# What kind of mental disorder do you have?



## dustinzgirl (Oct 1, 2006)

HA HA I thought this quiz was highly befitting our crowd!!

http://www.youthink.com/quiz.asp?action=take&quiz_id=1729

*[FONT=verdana,arial,helvetica]hat Kind of Mental Disorder Do You Have?[/FONT]* [FONT=verdana,arial,helvetica]*Multiple Personalities* [/FONT]
[FONT=verdana,arial,helvetica]You have more than one personality - could include two or more.  Name them and make them argue about politics. 	[/FONT]


----------



## littlemissattitude (Oct 1, 2006)

It told me that I have multiple personalities as well.  I'd always suspected that.  It didn't pick up on my OCD, though.


----------



## dustinzgirl (Oct 1, 2006)

LOL

You know, I've been diagnosed with a few mental illnesses, but never MPD. So maybe each of my multiple personalities has a different mental illness? LOL.

Your OCD is probably one of your other personalities, and thats why the test didn't pick up on it.


----------



## Carolyn Hill (Oct 1, 2006)

It said I'm depressed.

"Whatever."


----------



## j d worthington (Oct 1, 2006)

Riiight... Okay: I thoroughly befuddled the one on Greek Gods: it tried to give me four different deities... I came out alternately very evil on the villains one and on a different one as darn near Pollyannish... and now I get this:


*Psychopathic Killer* You have no sense of remorse. You show kindness only to your pet rabbit...until you brutally slaughter it with a steel-toed boot. 

It's a conspiracy, I tell you... a conspiracy!


----------



## nixie (Oct 1, 2006)

*What Kind of Mental Disorder Do You Have?* *Psychopathic Killer* 

Anyone seen my axe?


----------



## littlemissattitude (Oct 1, 2006)

Okay, let me get this right.  So far, we've got two psychopathic killers, two multiple personalities (or however many of us that makes), and a depressive.
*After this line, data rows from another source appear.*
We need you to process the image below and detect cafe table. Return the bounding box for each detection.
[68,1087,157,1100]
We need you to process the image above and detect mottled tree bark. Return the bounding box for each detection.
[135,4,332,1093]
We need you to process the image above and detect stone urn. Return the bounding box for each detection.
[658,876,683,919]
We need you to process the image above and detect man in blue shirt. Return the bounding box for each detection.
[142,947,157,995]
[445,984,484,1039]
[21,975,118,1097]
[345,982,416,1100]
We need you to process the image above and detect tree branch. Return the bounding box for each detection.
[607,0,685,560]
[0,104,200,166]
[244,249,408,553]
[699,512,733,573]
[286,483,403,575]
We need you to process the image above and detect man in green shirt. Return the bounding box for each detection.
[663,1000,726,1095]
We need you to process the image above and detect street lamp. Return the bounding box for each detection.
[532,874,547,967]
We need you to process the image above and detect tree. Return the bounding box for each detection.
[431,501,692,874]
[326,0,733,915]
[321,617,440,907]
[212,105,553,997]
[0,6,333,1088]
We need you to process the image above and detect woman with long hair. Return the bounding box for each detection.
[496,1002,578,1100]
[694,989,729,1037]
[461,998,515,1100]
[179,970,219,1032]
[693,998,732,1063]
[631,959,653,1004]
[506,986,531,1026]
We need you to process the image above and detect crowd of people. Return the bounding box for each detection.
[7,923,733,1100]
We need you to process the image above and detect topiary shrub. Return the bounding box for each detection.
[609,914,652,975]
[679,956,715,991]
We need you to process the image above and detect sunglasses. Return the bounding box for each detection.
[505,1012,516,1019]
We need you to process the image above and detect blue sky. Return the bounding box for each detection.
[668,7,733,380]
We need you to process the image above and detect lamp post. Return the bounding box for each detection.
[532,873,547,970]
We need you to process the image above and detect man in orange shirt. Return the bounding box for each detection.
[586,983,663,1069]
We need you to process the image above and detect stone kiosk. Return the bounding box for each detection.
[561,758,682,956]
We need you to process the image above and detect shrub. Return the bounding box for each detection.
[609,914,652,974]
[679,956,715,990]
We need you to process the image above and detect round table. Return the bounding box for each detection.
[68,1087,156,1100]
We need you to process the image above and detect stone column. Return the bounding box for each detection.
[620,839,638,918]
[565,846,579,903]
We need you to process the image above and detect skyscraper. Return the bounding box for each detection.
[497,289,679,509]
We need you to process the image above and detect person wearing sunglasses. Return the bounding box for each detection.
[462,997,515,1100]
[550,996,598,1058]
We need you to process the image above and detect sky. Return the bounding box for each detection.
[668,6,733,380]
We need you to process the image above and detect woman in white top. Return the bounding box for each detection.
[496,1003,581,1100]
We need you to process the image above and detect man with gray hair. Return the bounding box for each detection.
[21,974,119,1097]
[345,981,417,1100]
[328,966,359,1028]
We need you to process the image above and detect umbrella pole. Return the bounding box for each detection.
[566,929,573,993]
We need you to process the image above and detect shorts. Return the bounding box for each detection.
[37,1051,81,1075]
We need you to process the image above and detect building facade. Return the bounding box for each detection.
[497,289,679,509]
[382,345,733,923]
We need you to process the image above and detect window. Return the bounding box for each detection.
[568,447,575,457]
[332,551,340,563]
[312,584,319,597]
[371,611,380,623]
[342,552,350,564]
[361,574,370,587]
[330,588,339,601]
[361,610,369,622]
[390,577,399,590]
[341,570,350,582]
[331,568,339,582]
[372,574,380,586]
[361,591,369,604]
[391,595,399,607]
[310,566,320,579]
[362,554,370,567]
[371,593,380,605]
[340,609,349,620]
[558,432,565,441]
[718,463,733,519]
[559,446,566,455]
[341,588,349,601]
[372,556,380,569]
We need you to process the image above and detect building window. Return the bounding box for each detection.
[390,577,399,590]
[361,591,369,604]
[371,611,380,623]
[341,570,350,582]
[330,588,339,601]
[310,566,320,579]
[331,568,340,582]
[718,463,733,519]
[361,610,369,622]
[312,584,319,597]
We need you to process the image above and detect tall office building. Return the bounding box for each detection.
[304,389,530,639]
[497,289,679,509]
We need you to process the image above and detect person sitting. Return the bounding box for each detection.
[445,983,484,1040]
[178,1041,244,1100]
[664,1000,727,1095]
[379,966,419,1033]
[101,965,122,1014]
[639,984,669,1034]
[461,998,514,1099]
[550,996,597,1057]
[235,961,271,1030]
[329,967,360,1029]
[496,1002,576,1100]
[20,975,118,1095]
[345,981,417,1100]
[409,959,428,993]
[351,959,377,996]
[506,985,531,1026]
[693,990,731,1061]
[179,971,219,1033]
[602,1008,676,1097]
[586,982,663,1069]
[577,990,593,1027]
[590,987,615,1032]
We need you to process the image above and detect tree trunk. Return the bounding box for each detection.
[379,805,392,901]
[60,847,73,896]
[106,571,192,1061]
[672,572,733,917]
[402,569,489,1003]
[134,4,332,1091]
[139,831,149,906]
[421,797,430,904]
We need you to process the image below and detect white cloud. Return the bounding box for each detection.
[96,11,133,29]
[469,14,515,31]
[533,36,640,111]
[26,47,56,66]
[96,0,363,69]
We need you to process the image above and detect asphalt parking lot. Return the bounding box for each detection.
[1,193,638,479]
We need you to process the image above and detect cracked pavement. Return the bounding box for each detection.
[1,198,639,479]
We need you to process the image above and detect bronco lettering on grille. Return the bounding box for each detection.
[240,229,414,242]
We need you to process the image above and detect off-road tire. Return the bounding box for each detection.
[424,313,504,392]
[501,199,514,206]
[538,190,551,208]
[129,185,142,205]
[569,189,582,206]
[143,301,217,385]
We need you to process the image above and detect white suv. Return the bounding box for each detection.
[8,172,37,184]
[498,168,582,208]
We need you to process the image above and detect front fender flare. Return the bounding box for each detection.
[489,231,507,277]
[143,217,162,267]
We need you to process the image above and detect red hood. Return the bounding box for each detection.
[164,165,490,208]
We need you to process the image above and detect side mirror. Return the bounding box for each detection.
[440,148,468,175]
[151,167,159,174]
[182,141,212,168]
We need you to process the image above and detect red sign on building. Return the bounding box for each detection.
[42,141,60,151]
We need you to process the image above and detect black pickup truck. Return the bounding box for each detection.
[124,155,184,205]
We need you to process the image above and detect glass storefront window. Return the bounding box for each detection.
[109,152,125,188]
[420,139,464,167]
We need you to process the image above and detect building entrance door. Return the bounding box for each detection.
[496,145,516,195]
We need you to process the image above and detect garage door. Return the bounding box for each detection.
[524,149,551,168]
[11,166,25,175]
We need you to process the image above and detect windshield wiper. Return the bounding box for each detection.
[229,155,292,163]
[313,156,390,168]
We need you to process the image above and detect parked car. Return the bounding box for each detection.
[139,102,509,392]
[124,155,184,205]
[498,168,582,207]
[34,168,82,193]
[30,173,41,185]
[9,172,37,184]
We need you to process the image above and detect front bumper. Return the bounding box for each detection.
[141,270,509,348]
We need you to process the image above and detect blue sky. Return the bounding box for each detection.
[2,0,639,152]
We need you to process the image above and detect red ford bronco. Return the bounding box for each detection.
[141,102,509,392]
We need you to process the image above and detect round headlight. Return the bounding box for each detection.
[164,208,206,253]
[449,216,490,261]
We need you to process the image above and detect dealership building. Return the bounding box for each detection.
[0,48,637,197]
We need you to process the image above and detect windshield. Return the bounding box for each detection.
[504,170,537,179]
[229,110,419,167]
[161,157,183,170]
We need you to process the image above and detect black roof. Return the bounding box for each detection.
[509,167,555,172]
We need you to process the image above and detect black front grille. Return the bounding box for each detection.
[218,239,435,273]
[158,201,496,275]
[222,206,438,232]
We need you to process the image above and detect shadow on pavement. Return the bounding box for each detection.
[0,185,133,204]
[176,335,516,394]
Gee, no wonder I feel so comfortable around here.


----------



## chrispenycate (Oct 2, 2006)

Weéé. I'm depressed too. What it didn't pick up on is the fact this is only a temporary aberration; normally I'm much less balanced.


----------



## Carolyn Hill (Oct 2, 2006)

We can be depressed together, Chris.  Or not.  Or . . . oh, bother.


----------



## the smiling weirwood (Oct 2, 2006)

Yeah, none of those were options I would pick honestly. It also failed to detect my OCD. I am, however, supposedly a psychopathic killer.


----------



## Joel007 (Oct 2, 2006)

each of my personalities has a different disorder.


----------



## Loner (Oct 2, 2006)

I have the undiagnosed kind, and that's the way I like it.


----------



## Adasunshine (Oct 2, 2006)

Multiple personalities for me too

xx


----------



## Teir (Oct 2, 2006)

- ditto


----------



## Marky Lazer (Oct 2, 2006)

Mine came out too true to mention here...


----------



## scalem X (Oct 2, 2006)

Psychopathic Killer

You have no sense of remorse. You show kindness only to your pet rabbit...until you brutally slaughter it with a steel-toed boot.


----------



## The DeadMan (Oct 2, 2006)

*What Kind of Mental Disorder Do You Have?* 
*Schizophrenic* 
You see things, hear things, and talk to things which don't exist. Please proceed to run for president. 

[Admin edit - pic removed]


----------



## Joel007 (Oct 2, 2006)

yay my firewall let me into it 


*Psychopathic Killer* 
You have no sense of remorse. You show kindness only to your pet rabbit...until you brutally slaughter it with a steel-toed boot. yeah baby!

[Admin edit - pic removed]


----------



## scalem X (Oct 2, 2006)

Joel it's the quake, it must be


----------



## Joel007 (Oct 2, 2006)

that's right, blame the videogames for my wild uncontrollable killing sprees. 
if someone got violent from gaming, all that would happen when they were mad is they'd wiggle their finger and wave their arm around slightly screaming "die all of you!" and then go to the fridge for a cake.


----------



## scalem X (Oct 2, 2006)

> that's right, blame the videogames for my wild uncontrollable killing sprees.
> if someone got violent from gaming, all that would happen when they were mad is they'd wiggle their finger and wave their arm around slightly screaming "die all of you!" and then go to the fridge for a cake.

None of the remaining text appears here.